The United States Patent and Trademark Office yesterday awarded a new patent to Apple, seemingly covering a future Apple Pencil that would work with an iPhone. Apple’s $99 stylus is currently exclusive to iPad Pro models because the accessory requires a special system underneath the display, which iPhones currently don’t have.

The U.S. Patent No. 9,658,704, titled “Devices and methods for manipulating user interfaces with a stylus”, describes a future Apple Pencil as supporting a myriad of electronic devices outfitted with a touchscreen and one or more sensors to detect signals from a stylus.

In some embodiments, the patent describes using a stylus with portable communications devices like iPhone, iPod touch and iPad by taking advantage of the projected mutual capacitance sensing technology that Apple’s existing OS devices currently use.

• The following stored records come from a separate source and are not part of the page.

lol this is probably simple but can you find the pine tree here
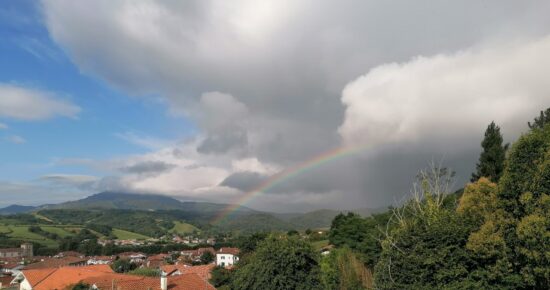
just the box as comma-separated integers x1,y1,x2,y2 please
471,122,507,182
528,108,550,130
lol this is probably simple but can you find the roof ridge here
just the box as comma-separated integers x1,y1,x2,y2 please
31,268,58,287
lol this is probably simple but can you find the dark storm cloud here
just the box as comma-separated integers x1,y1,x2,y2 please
119,161,176,175
220,171,268,192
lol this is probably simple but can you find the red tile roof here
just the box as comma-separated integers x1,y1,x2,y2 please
218,247,240,256
24,256,88,270
22,265,114,290
83,273,215,290
160,264,214,280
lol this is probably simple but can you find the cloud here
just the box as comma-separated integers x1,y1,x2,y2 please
40,174,99,187
5,135,26,144
119,160,176,175
339,36,550,147
39,0,550,211
220,171,268,192
114,131,174,150
0,84,80,120
0,123,7,129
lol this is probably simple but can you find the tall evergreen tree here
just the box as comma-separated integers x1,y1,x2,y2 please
471,122,507,182
528,107,550,130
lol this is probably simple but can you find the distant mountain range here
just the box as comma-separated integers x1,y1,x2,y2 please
0,191,385,231
0,204,36,215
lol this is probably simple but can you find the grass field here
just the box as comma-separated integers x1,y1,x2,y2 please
112,228,150,240
41,226,75,238
3,225,58,247
170,221,198,235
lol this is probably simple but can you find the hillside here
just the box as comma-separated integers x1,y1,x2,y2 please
0,205,36,215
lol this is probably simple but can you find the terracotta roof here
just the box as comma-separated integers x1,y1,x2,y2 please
161,264,214,280
24,256,88,270
22,265,113,290
56,251,82,257
83,272,215,290
20,268,57,287
217,247,240,256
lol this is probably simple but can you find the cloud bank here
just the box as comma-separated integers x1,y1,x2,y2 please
26,0,550,211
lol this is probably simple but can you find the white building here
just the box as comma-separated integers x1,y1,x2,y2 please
215,248,240,267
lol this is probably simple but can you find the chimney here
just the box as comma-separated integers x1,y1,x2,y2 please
160,272,168,290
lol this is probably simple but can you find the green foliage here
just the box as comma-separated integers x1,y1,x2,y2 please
464,122,550,289
374,205,476,289
111,258,137,273
320,247,373,290
128,267,161,277
200,251,215,264
231,235,321,290
329,211,391,266
235,232,268,256
471,122,508,182
210,266,233,288
78,239,102,256
71,282,91,290
528,107,550,130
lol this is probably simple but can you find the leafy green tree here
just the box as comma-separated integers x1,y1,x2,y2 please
374,164,480,289
111,258,137,273
236,232,267,256
329,213,369,250
457,177,498,223
210,266,233,288
200,251,215,264
320,247,373,290
468,122,550,289
231,235,321,290
528,107,550,130
471,122,507,182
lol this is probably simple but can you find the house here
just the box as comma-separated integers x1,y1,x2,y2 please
87,256,114,265
13,264,113,290
146,253,170,268
23,256,88,270
216,248,240,267
179,248,215,263
117,252,147,264
0,244,33,259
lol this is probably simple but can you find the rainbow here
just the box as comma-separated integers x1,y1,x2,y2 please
212,144,369,224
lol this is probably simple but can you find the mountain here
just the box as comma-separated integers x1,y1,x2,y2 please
48,191,256,214
0,204,36,215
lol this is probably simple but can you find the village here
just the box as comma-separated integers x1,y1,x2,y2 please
0,241,240,289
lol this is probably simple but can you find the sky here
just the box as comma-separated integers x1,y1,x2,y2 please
1,0,550,212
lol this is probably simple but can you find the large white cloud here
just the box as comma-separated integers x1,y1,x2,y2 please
35,0,550,210
0,84,80,120
339,36,550,147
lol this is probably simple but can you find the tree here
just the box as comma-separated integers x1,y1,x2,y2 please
231,235,321,290
329,213,369,250
210,266,233,288
320,247,373,290
528,107,550,130
374,164,479,289
471,121,507,182
200,251,215,264
468,122,550,289
457,177,498,223
111,259,137,273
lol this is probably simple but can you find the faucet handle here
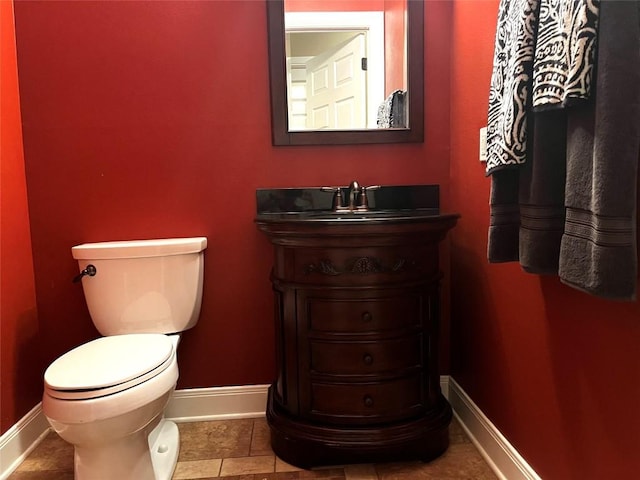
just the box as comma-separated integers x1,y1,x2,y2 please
321,186,345,210
360,185,381,209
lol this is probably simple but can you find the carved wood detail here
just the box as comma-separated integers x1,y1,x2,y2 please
304,256,418,276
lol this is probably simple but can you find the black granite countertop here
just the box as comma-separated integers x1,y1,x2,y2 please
256,184,440,214
254,184,452,224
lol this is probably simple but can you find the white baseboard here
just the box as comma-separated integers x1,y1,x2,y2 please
447,376,541,480
164,384,270,422
1,378,539,480
0,403,50,480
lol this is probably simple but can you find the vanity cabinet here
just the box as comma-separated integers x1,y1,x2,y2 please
256,214,458,468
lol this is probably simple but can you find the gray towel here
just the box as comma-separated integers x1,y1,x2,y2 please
518,109,567,273
488,109,567,272
558,0,640,300
488,169,521,263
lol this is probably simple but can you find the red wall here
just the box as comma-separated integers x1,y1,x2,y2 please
11,0,451,421
449,1,640,478
0,0,41,434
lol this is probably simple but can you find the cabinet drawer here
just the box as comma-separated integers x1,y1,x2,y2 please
306,295,422,333
309,376,423,424
310,336,421,375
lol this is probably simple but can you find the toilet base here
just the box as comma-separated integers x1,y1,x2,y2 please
149,418,180,480
72,417,179,480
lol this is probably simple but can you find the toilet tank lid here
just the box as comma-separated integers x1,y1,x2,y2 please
72,237,207,260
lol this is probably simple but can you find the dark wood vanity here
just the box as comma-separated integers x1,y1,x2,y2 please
256,208,458,468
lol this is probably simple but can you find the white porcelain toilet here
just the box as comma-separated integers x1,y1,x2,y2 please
42,237,207,480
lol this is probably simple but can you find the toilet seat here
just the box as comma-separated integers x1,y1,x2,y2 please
45,334,174,400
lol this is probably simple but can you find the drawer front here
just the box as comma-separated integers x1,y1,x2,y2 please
310,336,421,375
306,295,422,333
293,246,438,286
308,376,423,424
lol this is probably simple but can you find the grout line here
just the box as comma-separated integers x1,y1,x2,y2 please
248,418,256,457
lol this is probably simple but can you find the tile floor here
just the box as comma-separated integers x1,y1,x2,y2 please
8,417,498,479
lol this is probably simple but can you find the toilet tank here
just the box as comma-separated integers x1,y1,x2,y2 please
72,237,207,336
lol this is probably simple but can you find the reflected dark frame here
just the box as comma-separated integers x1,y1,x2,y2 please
266,0,424,146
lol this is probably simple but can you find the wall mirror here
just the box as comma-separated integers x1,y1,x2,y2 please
266,0,424,146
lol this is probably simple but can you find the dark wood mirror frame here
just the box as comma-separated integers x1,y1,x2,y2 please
266,0,424,146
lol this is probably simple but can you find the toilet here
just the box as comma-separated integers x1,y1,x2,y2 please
42,237,207,480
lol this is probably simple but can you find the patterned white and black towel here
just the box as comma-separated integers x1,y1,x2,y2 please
377,90,406,128
486,0,540,174
532,0,600,109
486,0,600,174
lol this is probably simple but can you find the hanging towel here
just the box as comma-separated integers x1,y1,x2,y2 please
377,90,406,128
487,0,568,268
558,0,640,300
488,169,521,262
517,109,567,273
488,109,567,271
486,0,540,174
532,0,600,109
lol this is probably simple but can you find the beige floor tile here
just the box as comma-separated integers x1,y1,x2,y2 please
343,464,377,480
219,455,275,477
298,468,347,479
250,417,272,456
275,456,303,473
173,458,222,479
7,473,74,480
11,432,73,473
449,417,472,445
220,473,342,480
375,443,498,480
231,476,267,480
373,460,424,480
177,419,254,461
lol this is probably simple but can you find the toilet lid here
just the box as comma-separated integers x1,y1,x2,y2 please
45,334,174,397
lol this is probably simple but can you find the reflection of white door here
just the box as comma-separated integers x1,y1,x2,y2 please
305,34,366,129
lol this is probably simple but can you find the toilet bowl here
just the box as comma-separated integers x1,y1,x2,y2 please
44,334,179,480
42,237,207,480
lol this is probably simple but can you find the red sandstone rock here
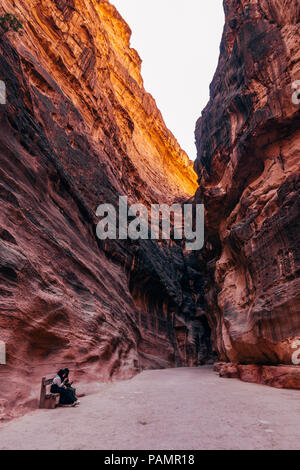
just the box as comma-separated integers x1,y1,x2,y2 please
219,363,239,379
213,361,225,373
260,365,300,389
237,365,262,384
1,0,298,423
195,0,300,366
215,362,300,389
0,0,202,421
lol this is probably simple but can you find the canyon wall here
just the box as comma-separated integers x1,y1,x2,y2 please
0,0,208,420
195,0,300,366
1,0,299,420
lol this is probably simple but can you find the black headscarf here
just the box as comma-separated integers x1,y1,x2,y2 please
57,369,66,380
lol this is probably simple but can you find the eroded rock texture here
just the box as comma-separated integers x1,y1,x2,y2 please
195,0,300,366
0,0,207,420
214,362,300,389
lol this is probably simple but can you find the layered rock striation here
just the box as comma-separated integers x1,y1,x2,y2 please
1,0,299,420
0,0,207,420
195,0,300,367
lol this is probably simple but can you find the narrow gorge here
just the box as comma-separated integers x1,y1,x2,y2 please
0,0,299,421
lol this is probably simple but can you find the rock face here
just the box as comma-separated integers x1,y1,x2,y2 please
195,0,300,366
1,0,299,421
214,362,300,389
0,0,208,420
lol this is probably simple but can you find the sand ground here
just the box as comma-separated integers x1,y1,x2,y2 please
0,366,299,450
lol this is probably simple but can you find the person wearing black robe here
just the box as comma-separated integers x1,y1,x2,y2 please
64,368,77,400
50,369,79,405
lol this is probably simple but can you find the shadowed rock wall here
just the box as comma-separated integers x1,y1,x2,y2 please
194,0,300,365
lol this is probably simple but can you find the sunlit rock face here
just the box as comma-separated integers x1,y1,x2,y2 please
195,0,300,365
0,0,202,419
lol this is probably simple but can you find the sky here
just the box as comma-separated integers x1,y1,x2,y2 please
112,1,225,160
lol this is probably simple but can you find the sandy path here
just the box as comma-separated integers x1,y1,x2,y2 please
0,367,299,450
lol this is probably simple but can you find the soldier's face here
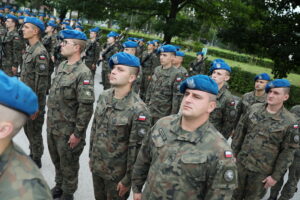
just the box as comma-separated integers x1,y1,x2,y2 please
45,26,52,33
109,65,136,87
107,37,115,44
160,52,174,66
211,69,230,86
255,79,268,91
90,32,96,39
22,23,38,39
181,89,216,119
267,88,289,106
124,48,136,55
147,44,154,51
173,56,183,66
5,19,15,28
197,55,203,60
60,39,78,57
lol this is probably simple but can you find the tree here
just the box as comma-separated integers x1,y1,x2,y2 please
218,0,300,78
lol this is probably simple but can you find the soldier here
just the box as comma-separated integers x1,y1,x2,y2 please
74,25,83,32
235,73,271,127
136,38,145,58
189,52,206,75
89,52,151,200
139,41,159,101
0,70,52,200
0,14,6,38
42,21,57,94
173,51,189,76
231,79,300,200
145,44,184,124
268,105,300,200
99,31,119,89
132,74,238,200
20,17,49,168
84,27,101,77
1,14,23,76
209,59,237,139
47,29,94,200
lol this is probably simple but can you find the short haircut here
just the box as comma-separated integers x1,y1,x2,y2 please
73,39,86,53
282,87,290,94
208,93,217,102
0,105,28,137
128,66,139,76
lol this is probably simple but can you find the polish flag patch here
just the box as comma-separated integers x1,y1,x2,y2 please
83,80,90,85
138,115,146,121
230,101,235,106
176,77,182,82
39,55,46,60
224,150,233,158
294,124,299,129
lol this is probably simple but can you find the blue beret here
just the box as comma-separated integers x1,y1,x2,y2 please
18,16,25,20
6,14,18,22
17,10,24,14
209,59,231,73
50,15,56,19
24,10,31,15
0,70,38,116
158,45,177,53
107,31,119,38
47,22,57,28
127,37,135,41
109,52,140,69
71,18,76,21
65,18,70,22
254,73,271,81
138,38,144,42
0,8,4,11
122,41,138,48
4,6,12,9
174,45,181,50
62,21,69,25
197,52,204,56
0,14,4,18
32,14,37,17
65,25,73,30
180,75,218,95
24,17,45,32
10,8,16,12
176,51,185,57
89,27,100,33
153,39,160,43
75,25,83,30
265,79,291,93
59,29,87,41
38,13,45,17
147,41,155,45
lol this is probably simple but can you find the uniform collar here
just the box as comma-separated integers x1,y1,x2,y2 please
170,115,211,144
253,91,267,102
217,84,227,99
262,103,286,121
0,143,13,176
107,88,134,111
27,40,42,54
62,60,83,74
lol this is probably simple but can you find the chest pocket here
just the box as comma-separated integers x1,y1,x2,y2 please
181,153,207,182
61,79,76,100
112,117,129,142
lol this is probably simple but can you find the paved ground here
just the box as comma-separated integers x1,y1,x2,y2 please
13,66,300,200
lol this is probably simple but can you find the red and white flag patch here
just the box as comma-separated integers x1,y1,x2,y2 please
224,150,233,158
176,77,182,82
83,80,90,85
230,101,235,106
294,124,299,129
138,115,146,121
39,55,46,60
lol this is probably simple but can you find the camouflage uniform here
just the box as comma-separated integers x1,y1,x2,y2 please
235,91,267,127
47,60,94,195
209,84,237,139
231,103,299,200
132,115,238,200
20,41,49,165
0,24,6,68
145,66,184,124
42,34,57,92
89,88,151,200
53,36,66,74
139,50,159,101
269,105,300,200
84,38,101,77
0,143,52,200
101,43,119,89
136,44,145,59
1,29,23,76
189,58,206,75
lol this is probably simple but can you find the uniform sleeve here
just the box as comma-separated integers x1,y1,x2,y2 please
121,108,152,187
235,97,243,129
171,73,184,114
74,71,95,139
231,112,249,155
50,36,57,57
12,34,23,68
222,98,237,139
205,153,237,200
145,77,153,104
131,127,154,193
271,123,300,181
22,178,53,200
93,42,101,64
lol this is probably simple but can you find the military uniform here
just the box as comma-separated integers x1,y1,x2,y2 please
101,43,119,89
139,50,159,100
89,88,151,200
20,41,49,166
0,143,52,200
1,29,23,76
232,103,299,200
132,114,237,200
84,38,101,76
269,105,300,200
53,36,66,74
235,91,267,127
145,66,184,124
209,84,236,139
189,58,206,75
47,60,94,195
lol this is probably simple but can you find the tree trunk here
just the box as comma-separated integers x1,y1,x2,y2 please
163,0,180,44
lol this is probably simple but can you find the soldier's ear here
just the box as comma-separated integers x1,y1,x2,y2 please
0,122,14,139
208,101,216,114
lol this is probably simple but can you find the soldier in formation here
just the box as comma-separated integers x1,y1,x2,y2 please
132,74,238,200
85,27,101,77
189,51,206,75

The wording of the patent indicates strongly that a future Apple Pencil may work with other types of apps like word processing, spreadsheet making, game playing, web browsing, image editing, email and more.

Other devices like Macs with touch-sensitive trackpads might also work with a stylus.

Both “iPhone” and “phone” are referenced many times throughout the patent application. One of the included patent drawings clearly illustrates a stylus being used with an iPhone-like device.

The patent was originally filed for in September 2015 and credits Apple engineers Jeffrey Traer Bernstein, Linda L. Dong, Mark K. Hauenstein and Julian Missig as its inventors.

Tim Cook may have hinted in an interview last September that Apple Pencil could soon work with iPhones, thereby suggesting that the next iPhone might incorporate additional sensor support for a next-generation digital stylus from Apple.